Tuesday, January 26, 2010

Why we had second thoughts and finally said no to refund anticipation loans.

A client came into the office last week and wanted us to prepare his taxes again this year.  Good news.  However, he said he didn't want to go the refund anticipation loan route like he did last year.  Why?  He couldn't cash his refund loan check.  So the allure of getting his money quicker...approximately seven days...after paying a hefty bank fee, turned into a real problem.

"Nobody would cash my check without paying an additional fee" he said.  " So I finally deposited the money into my bank and waited five business days until they released the funds.  I wasn't really ahead of the game.  I lost money."

Refund anticipation loans (RAL) are bank loans secured by taxpayer's refunds.  They are marketed to moderate and low income consumers, those who we believe can least afford it.  They have proven to be huge source of revenue to the largest tax preparation firms in American. Hundreds of millions of dollars for H & R Block.  Never popular with consumer groups, the IRS, or state regulators because of their high costs, refund anticipation loans are generally filed by those taxpayers elgible to received earned income credit. Earned income credit is designed to assist low income working families by supplementing their refund based on family size and income earned.  The Consumer Federation of America estimated that various fees and charges drained $2.1 billion from the earned income credit program last year. 

This year the refund anticipation loan world became even dicier.

Panic struck the tax preparation industry on Christmas Eve 2009 after it was revealed that just weeks away from the beginning of the tax season rush, California-based Pacific Capital Bancorp, a major player in the lucrative refund anticipation loan business, was ordered by federal banking regulators to halt its RAL origination services.


The announcement was a shock to the tax prep industry, which includes big names such as Jackson-Hewitt Tax Service, Liberty Tax and H&R Block, all of which rely on RALs for a healthy percentage of their income.
A troubled bank these days isn't catastrophic except for the fact that fewer than a handful of banks fund RALs, loans sold to customers in advance of their government tax refund. Such a small number of RAL originators leaves little wiggle room should one find itself in trouble, as is the case with PCB's Santa Barbara Bank & Trust.


Now we learn that Illinois, Gov. Pat Quinn has barred currency-exchange stores from offering the loans without state permission. Is more regulation on the way?

This month, the IRS said  it would review RAL practices and its own Debt Indicator program and refund delivery service as part of its efforts to protect taxpayers using tax-prep services.  

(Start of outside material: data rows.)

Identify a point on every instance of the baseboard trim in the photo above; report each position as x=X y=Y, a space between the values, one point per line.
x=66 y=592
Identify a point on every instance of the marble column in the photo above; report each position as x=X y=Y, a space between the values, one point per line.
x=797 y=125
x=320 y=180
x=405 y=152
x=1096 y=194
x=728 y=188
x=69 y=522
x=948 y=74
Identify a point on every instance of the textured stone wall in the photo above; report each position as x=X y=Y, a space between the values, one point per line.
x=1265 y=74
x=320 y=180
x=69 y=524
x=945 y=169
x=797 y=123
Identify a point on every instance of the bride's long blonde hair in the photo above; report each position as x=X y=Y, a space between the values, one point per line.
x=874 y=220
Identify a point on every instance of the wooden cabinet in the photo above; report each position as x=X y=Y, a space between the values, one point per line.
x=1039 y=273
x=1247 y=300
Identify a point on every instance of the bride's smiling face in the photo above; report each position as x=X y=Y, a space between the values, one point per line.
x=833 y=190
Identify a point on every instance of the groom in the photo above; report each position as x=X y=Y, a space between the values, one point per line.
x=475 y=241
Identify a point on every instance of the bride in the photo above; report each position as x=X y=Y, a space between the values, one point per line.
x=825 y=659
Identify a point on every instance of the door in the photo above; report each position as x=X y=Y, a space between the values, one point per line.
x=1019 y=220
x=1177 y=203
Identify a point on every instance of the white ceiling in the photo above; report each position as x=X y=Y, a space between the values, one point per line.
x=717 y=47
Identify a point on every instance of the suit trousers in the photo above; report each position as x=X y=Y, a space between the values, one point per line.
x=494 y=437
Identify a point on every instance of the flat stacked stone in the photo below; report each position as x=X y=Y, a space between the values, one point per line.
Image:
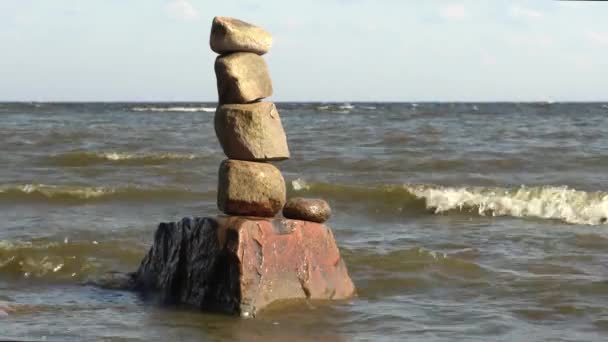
x=247 y=260
x=249 y=130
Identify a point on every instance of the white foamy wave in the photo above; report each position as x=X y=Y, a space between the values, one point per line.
x=174 y=109
x=560 y=203
x=55 y=190
x=117 y=156
x=300 y=184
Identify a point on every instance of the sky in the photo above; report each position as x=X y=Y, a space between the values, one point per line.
x=323 y=50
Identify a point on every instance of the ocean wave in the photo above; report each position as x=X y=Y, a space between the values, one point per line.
x=174 y=109
x=66 y=261
x=77 y=194
x=92 y=158
x=344 y=108
x=544 y=202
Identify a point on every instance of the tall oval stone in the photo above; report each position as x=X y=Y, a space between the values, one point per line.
x=252 y=132
x=233 y=35
x=250 y=188
x=242 y=77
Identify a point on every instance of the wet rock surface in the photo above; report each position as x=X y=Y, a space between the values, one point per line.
x=242 y=77
x=250 y=188
x=251 y=132
x=241 y=265
x=232 y=35
x=307 y=209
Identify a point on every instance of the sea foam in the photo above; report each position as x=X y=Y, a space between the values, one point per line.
x=560 y=203
x=544 y=202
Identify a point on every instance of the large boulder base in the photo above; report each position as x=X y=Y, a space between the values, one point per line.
x=241 y=265
x=242 y=77
x=233 y=35
x=250 y=189
x=251 y=132
x=307 y=209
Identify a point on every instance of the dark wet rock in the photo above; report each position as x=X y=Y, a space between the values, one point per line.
x=307 y=209
x=241 y=265
x=242 y=77
x=233 y=35
x=252 y=132
x=250 y=188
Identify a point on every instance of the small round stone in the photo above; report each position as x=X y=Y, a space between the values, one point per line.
x=307 y=209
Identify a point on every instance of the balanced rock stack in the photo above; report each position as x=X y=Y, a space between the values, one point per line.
x=242 y=262
x=249 y=129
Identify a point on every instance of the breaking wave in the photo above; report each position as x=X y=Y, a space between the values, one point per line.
x=174 y=109
x=344 y=108
x=77 y=194
x=544 y=202
x=66 y=261
x=91 y=158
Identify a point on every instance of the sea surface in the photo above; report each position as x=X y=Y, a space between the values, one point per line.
x=457 y=221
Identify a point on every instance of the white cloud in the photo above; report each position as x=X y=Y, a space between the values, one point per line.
x=526 y=13
x=530 y=39
x=453 y=12
x=600 y=38
x=182 y=9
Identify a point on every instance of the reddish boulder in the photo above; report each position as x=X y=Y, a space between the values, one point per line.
x=241 y=265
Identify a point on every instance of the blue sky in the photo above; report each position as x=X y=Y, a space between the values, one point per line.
x=324 y=50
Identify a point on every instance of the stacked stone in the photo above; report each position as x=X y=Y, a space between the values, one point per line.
x=249 y=129
x=238 y=263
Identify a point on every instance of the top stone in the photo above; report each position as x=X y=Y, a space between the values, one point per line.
x=233 y=35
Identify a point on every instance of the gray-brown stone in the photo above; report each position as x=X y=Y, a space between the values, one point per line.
x=252 y=132
x=242 y=77
x=233 y=35
x=250 y=189
x=242 y=265
x=307 y=209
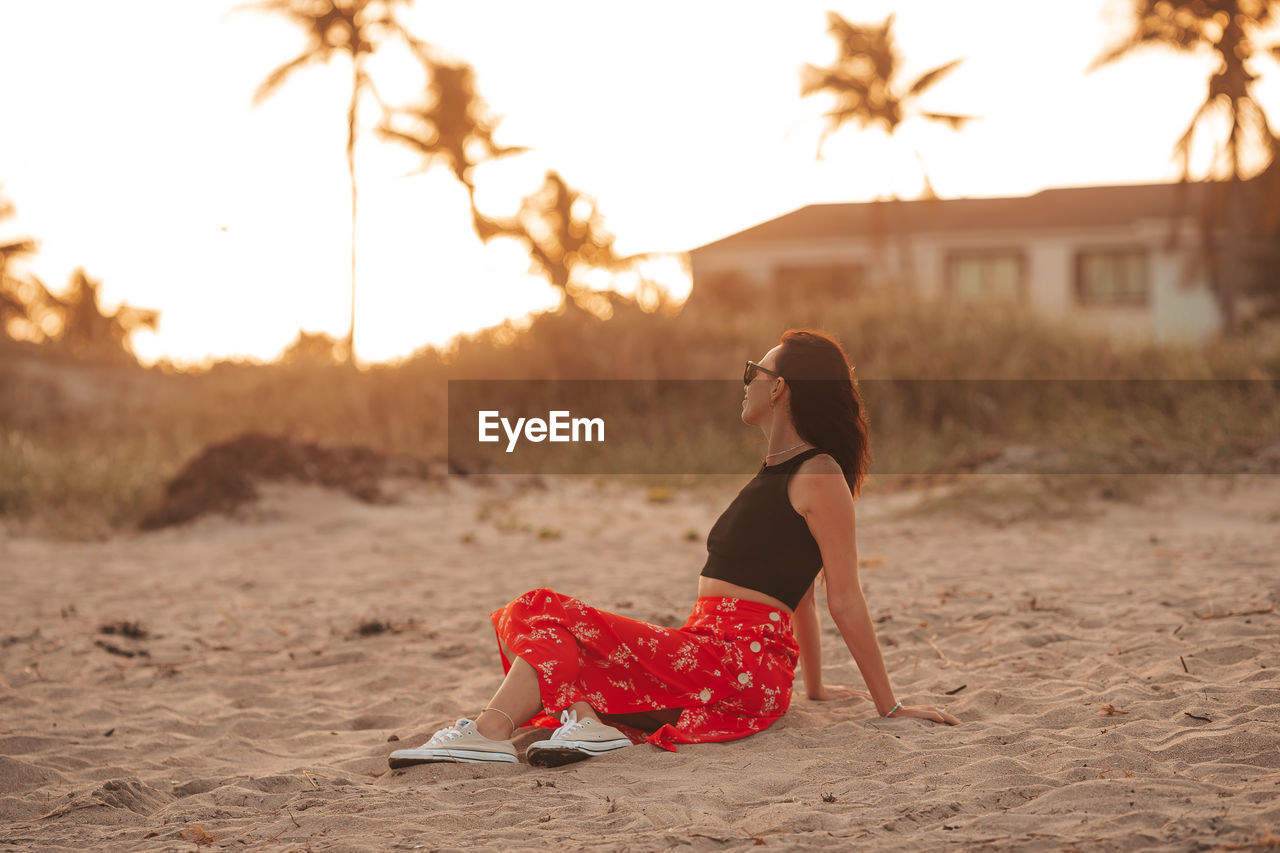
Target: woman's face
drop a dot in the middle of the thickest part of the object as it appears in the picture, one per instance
(755, 396)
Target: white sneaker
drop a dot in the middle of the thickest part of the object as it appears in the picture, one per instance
(575, 740)
(458, 743)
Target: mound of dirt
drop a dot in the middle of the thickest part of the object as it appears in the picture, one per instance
(223, 477)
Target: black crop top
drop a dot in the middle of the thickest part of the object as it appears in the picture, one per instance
(760, 542)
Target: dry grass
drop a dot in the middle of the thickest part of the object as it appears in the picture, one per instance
(86, 448)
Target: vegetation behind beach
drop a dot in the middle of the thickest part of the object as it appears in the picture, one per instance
(88, 447)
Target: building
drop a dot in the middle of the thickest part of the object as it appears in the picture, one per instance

And finally we learn that some lenders are now saying it will take two to three weeks before some taxpayers to get their refund anticipation loan because of new scrutiny by the remaining lenders.  So what is the point when you can get your refund in about ten days electronically filing your tax return with a direct deposit.

So does this mean an end to the refund anticipation loan program?

Probably.  But the current recession has seen somewhat of a resurgence in popularity of the program with some tax preparers.

We weighed the possibility of losing some billing by opting out of the program this year versus the long term client good will by saying don't spend all that money to get your refund back this year.  We landed on the side of our clients.